2 whole chicken breasts (with skin on and bone in)
1 celery stalk
1 onion, sliced
6 peppercorns
chicken broth
3 tbsp. extra virgin olive oil
3 tbsp. balsamic vinegar
1/4 cup walnuts mixed greens: watercress, arugula, red leaf lettuce, radicchio

Place chicken breasts in pan or skillet. Add celery, onion and peppercorns. Add enough broth to cover chicken. Bring to a boil, then reduce heat to medium-low. Cook until just tender, about 20 minutes. Cool chicken and remove skin. Pull chicken off bone in strips. In a saucepan, combine olive oil, vinegar and walnuts. Cook until somewhat thickened and liquid is reduced. Wash greens and tear into pieces. Place greens on four salad dishes, then arrange chicken on each plate of greens. Pour oil-vinegar mixture on top.
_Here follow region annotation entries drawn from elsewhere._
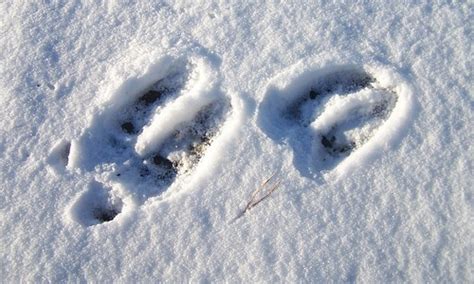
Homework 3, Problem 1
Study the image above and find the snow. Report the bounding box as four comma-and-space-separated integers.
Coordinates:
0, 0, 474, 283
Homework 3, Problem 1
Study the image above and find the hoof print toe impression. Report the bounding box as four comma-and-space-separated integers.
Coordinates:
70, 181, 123, 226
68, 55, 231, 223
258, 66, 411, 176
 Recipe By The Gourmet Mom
Lisa Montalva


This can be assembled the night before serving, left in the refrigerator and
cooked just before serving.

1 loaf day-old French bread
1 C. milk chocolate chips or cinnamon chips
5 eggs, beaten
1 1/4 C. milk
1/4 tsp. ground cinnamon
1/4 tsp. vanilla extract
Strawberries (optional)
Maple syrup (optional)

Spray a 13 x 9-inch baking pan with nonstick cooking spray. Cut the French bread into 6 slices, each 1 1/2 inches thick. Using a small, sharp knife, cut 2-inch-long slits in one side of each bread slice, cutting 3/4
of the way through the bread, to create a pocket. Spoon 2 heaping tablespoons of chips into the pocket of each bread slice; press to close. Place filled slices into prepared baking pan. Whisk together eggs,
milk, cinnamon and vanilla in medium bowl. Pour egg mixture evenly over bread; carefully turn pieces over, spooning mixture in pan over top of bread. Cover pan with plastic wrap; refrigerate several hours or overnight. Heat oven to 400 degrees. Bake, uncovered, 20 to 25 minutes or until golden
brown. Transfer toast to plates. Serve with maple syrup, if desired. Makes 6 servings.

 Recipe By The Gourmet Mom
Lisa Montalva

Greek Salad

1 head iceberg lettuce
1 head romaine lettuce
1 lb. plum (roma) tomatoes
6 oz. Greek or black olives, sliced
4 oz. sliced radishes
4 oz. feta cheese
2 oz. anchovies (optional)

3 oz. olive oil
3 oz. fresh (preferred) lemon juice
1 teaspoon dried oregano
1 teaspoon black pepper
1 teaspoon salt
4 cloves garlic, minced

Wash and cut lettuce into 1 1/2" pieces. Slice tomatoes in quarters. Combine lettuce, tomatoes, olives, and radishes in large bowl. Mix dressing ingredients together and then toss with vegetables. Pour out into a shallow serving bowl. Crumble feta cheese over all, and arrange anchovy fillets on top (if desired).